I find the best way to get mine to flower earlier and with more blooms is to use a bloom booster fertilizer once a week. Many people will tell you not to fertilize them, but I have found it works very well. I live in coastal Maine so summer aren’t always hot and I find growing them in large pots works well, fertilize with a 10-30-20 once a week, and water daily once they have started to climb.
Love the fragrance of moon flowers.
Can you tell me where I can purchase Moonflowers in Toronto? I’ve never seen these before and I would love to have one to start for next year. I live in an apartment with a very large balcony and would love to start a small balcony garden.
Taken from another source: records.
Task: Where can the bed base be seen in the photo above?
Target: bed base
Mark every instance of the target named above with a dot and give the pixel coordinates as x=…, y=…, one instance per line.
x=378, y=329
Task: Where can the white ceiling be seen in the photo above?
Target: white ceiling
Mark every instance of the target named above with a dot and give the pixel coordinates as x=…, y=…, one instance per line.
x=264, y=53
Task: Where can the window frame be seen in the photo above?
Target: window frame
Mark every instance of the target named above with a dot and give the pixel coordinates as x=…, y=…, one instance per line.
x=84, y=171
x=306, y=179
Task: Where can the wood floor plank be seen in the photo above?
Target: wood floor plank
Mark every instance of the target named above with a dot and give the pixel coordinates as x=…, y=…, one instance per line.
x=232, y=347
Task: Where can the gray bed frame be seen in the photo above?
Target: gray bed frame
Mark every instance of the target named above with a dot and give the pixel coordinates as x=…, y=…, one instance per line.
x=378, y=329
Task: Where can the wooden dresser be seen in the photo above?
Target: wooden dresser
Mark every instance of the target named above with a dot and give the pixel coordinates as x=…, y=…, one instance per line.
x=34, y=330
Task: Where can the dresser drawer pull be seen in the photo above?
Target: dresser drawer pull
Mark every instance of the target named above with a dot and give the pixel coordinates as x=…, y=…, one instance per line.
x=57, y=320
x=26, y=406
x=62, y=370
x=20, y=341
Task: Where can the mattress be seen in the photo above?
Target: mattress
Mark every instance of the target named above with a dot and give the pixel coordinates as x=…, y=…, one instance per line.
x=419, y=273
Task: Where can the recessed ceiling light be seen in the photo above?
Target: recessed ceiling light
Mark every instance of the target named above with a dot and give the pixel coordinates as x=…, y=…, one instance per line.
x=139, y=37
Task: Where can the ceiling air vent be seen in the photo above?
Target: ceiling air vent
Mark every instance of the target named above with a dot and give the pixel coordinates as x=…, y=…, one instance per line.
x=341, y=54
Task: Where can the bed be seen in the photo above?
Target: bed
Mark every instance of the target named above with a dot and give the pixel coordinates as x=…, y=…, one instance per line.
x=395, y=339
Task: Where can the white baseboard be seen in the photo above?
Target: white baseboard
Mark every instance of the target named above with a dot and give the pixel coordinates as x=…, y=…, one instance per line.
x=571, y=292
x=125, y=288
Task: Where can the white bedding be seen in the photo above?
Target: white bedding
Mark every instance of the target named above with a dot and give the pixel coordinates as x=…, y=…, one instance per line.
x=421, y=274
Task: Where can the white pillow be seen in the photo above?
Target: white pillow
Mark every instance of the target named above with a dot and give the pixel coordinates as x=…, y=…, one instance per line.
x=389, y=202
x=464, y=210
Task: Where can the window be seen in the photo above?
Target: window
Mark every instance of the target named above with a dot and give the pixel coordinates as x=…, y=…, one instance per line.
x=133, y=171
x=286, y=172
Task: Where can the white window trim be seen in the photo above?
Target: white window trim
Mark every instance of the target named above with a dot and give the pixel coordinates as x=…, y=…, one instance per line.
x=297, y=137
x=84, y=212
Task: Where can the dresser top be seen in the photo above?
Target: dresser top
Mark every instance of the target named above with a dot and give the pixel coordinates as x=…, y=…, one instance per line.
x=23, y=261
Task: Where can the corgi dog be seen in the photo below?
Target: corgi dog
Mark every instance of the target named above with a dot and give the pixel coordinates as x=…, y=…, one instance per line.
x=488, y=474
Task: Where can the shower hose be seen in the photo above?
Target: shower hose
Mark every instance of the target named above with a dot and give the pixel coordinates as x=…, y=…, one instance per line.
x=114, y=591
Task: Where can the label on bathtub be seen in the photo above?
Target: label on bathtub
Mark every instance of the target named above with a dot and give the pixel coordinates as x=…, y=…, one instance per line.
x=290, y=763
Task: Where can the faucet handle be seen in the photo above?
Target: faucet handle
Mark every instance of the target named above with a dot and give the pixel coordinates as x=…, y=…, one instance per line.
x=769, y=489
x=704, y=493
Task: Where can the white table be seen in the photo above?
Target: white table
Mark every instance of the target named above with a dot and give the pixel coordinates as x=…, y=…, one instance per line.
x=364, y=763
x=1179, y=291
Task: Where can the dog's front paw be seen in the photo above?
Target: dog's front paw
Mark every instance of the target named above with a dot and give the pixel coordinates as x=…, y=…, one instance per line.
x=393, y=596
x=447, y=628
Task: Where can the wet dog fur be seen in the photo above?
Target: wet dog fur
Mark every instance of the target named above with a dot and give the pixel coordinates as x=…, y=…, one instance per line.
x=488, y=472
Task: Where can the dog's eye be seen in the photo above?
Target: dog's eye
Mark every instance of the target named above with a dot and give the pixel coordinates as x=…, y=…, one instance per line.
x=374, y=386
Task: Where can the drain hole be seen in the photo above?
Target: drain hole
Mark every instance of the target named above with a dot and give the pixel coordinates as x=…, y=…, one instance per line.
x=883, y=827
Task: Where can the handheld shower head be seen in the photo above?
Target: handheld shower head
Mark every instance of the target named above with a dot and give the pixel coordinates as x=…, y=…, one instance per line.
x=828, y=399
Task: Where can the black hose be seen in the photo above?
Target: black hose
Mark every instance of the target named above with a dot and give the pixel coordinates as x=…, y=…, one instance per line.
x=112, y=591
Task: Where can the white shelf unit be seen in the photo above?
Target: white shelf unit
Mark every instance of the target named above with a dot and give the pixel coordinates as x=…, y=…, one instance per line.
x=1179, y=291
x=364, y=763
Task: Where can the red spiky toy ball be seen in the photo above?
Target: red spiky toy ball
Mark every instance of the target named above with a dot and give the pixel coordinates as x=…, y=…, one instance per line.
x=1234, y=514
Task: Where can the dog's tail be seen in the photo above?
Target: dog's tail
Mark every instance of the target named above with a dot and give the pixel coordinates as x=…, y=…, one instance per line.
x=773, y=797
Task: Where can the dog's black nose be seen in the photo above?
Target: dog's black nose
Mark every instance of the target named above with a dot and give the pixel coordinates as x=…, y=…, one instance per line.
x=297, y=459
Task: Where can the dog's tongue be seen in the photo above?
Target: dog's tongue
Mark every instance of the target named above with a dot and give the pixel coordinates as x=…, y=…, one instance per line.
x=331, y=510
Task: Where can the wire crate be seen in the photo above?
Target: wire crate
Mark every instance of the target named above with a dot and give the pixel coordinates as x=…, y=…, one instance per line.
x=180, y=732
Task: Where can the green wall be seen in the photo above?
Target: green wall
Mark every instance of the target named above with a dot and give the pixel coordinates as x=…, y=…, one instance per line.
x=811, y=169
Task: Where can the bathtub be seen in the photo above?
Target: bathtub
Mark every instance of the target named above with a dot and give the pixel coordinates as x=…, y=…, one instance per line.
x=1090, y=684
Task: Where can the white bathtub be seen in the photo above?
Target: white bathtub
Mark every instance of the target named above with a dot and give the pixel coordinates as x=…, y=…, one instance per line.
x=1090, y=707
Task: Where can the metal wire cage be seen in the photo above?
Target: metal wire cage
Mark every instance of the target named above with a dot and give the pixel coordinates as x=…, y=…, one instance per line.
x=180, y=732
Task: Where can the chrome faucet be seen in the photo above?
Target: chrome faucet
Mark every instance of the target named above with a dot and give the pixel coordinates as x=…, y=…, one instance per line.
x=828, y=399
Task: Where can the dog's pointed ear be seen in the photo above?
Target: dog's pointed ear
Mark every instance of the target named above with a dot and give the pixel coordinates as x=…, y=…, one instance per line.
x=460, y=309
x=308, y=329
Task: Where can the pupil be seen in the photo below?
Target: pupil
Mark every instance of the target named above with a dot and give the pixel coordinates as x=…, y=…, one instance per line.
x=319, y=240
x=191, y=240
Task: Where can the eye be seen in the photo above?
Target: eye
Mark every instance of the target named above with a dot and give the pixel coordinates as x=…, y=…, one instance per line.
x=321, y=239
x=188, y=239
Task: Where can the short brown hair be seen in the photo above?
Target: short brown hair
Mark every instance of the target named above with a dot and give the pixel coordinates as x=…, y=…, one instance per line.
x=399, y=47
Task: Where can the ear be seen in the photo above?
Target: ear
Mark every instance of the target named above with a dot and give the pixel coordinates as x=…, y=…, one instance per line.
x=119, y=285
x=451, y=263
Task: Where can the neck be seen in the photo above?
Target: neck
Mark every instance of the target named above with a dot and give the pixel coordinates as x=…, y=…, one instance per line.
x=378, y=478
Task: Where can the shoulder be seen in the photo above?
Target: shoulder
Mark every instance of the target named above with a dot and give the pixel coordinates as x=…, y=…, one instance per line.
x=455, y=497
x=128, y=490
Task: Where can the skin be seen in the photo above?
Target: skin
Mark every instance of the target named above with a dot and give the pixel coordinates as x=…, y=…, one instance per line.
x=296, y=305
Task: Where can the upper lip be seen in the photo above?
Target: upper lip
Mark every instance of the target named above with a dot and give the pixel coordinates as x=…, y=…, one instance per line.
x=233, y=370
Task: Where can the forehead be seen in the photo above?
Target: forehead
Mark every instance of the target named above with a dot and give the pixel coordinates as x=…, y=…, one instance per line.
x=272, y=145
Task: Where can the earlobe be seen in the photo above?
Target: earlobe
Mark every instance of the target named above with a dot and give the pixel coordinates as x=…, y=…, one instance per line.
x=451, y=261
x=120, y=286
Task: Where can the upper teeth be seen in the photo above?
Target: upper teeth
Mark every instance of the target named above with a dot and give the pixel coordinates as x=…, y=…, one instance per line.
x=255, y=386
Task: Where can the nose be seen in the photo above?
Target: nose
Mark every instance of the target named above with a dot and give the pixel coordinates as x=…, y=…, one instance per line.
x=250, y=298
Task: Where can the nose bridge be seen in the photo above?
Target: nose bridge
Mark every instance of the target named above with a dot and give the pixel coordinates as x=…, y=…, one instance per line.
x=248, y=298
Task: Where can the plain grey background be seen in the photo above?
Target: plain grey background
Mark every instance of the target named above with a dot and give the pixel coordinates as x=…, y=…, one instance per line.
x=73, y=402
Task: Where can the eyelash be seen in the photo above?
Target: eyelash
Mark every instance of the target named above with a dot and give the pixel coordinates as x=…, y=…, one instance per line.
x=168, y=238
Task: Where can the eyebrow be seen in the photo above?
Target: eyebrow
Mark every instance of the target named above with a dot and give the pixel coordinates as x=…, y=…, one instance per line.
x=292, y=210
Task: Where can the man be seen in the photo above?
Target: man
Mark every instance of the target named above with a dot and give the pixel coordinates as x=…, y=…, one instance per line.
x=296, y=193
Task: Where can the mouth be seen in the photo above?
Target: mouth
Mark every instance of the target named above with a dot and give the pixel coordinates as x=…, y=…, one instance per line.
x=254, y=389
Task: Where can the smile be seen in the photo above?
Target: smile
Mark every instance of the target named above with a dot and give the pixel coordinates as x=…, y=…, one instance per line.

I’m a night person anyway, so these would be wonderful to enjoy at night.
These flowers are so beautiful. Thank you for sharing the lovely picture! 🙂
Judith Adam says
Moonflower vines (Ipomoea alba) are really special, and not so often seen in northern gardens. But most summers they grow well, and blossom in August. Mine were really good this year (I think they liked the extended heat). I purchased the seed from stokeseeds.com.
Thank you very much! I will check out the site.
Happy growing! 🙂
I love moonflowers and always forget to start them early. This year I found an 8″ container of moonflowers in a local garden center in NH in mid-June and it was loaded with flower buds at that time. I brought it home, repotted it and it has bloomed every single night ever since. I added Osmocote when I planted it in a larger container, plus I now fertilize it at least weekly, and water it daily. It has had at least 2 open flowers every night since I bought it – sometimes more. So I was really surprised reading your article and finding out that it is a short-day plant. Not sure why mine is performing so well, but I hope I have the same results next year. Hurrah for moonflowers and thank you for such an interesting article.
Judith Adam says
What good fortune to find that moonflower plant already started! I can’t give a definitive reason for its consistent bloom all summer, but we won’t complain about the result — lots of flowers. It might have been started extra early; and we don’t know what conditions the nursery gave it to trigger the premature flowering. From the plant’s point of view, the most important thing it does is flower, make seeds and thereby perpetuate the species. Once a plant begins flowering, it wants to continue.
I wrote a blog last year about Christmas cactus, another plant that requires darkness to set flower buds. Several readers wrote in to say their plants never got the dark closet treatment — providing the plant with daily periods of complete darkness — yet still bloomed profusely. Sometimes plants are so aggressively eager to flower, they’ll override the biological blooming requirements.
Tonight I have two big moonflowers open. What a treat!
I have a ton of morning glories but have never heard of moonflowers–now I want to try them. It sounds wonderful for evening entertaining in the garden. I always learn something new from Garden Making!
Judith Adam says
If you have success with morning glories, then you should also start some moonflower seeds next year. They grow well together, and both can be started indoors for a head start. You’ll love the gorgeous scent!
Enjoyed the great picture of the moonflower as it may be the only one I see. Not a bloom in sight and our days are cooling off. Obviously next year I will have to start them indoors if I want to enjoy their beauty.
Judith Adam says
Glad you like the picture, it was snapped as the bloom was opening in its swirl of unfolding petals. That’s a difficult moment to catch with a camera!
Yes, an early start, combined with a hot growing season, seem to be the secrets to success with moonflowers. And I’ve had it both ways — some years no flower buds at all, and then a year when they’re opening every night. Keep trying!